Written by Sena Kondou; Illust. and Photography by Ayaka Maeda
Shows like “Shouwa Genroku Rakugo Shinjuu” and “Joshiraku!” that are about rakugo are slowly gaining popularity. As well, the shows are also increasing the number of people interested in rakugo itself.
In fact, Sawa Shiramori--official illustrator on “Tsuku-dol!” project, which is a pixiv collaboration--is one of those people. She supposedly thought rakugo looked interesting from the “Shouwa Genroku Rakugo Shinjuu” anime.
Further, to an illustrator such as herself, the unique movements involved in rakugo itself are ones that inspire and stimulate creativity.
Just how would you capture those movements in illustrations? It’s supposed to be a fanart of a show you like and want to portray faithfully, but you can’t quite grasp it from manga or anime...
I did a lot of research on my own, but only having surface-level knowledge would make it look fake. That said, it would be hard to attend an actual show...
And so for Sawa Shiramori’s sake, we’ve asked 2nd generation rakugo artist Keiki Hayashiya to come demonstrate the unique movements for her in person!
The first half of the piece will show off Shiramori’s illustrations based on Keiki’s movements. We’ll explore the technique of rakugo, wherein one person plays many with a swipe of a paper fan.
The latter half will feature footage from the interview in which Keiki talks about his thoughts and feelings on rakugo, as well as an impromptu pixiv rakugo show he graciously agreed to put on! Stay tuned ‘till the end!
Sawa Shiramori tries to draw the body language of rakugo!
Shiramori jumps straight into sketching out Keiki’s movements after seeing them.

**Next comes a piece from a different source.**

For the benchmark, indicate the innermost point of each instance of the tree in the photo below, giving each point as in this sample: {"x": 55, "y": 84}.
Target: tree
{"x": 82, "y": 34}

We’ll be looking at 5 aspects of the mannerisms involved in rakugo: “the bow,” “soba,” “tea,” “smoking” and “manju.” After seeing the delivery, we had her finish the drawing and coloring, drawing in the finer details while double-checking against a photograph.
Without further ado, we raise the curtain on the pixiv hall!
In rakugo, the performance must begin and end with the bow. This is why many masters teach their students, “if nothing else, the bow must be courteous.” Keiki’s bow, too, was so proper and on point that we also felt obliged.
The hand placement was so impressive and graceful. Such a stooped posture where you can see the entire crown of the head is rarely drawn, so I had to be conscious of the balance while drawing the entirety of the pose.
Moving on, this soba-eating posture is signature when one thinks of rakugo-style movement.
In rakugo, these kinds of expressive movements and facial expressions are very common.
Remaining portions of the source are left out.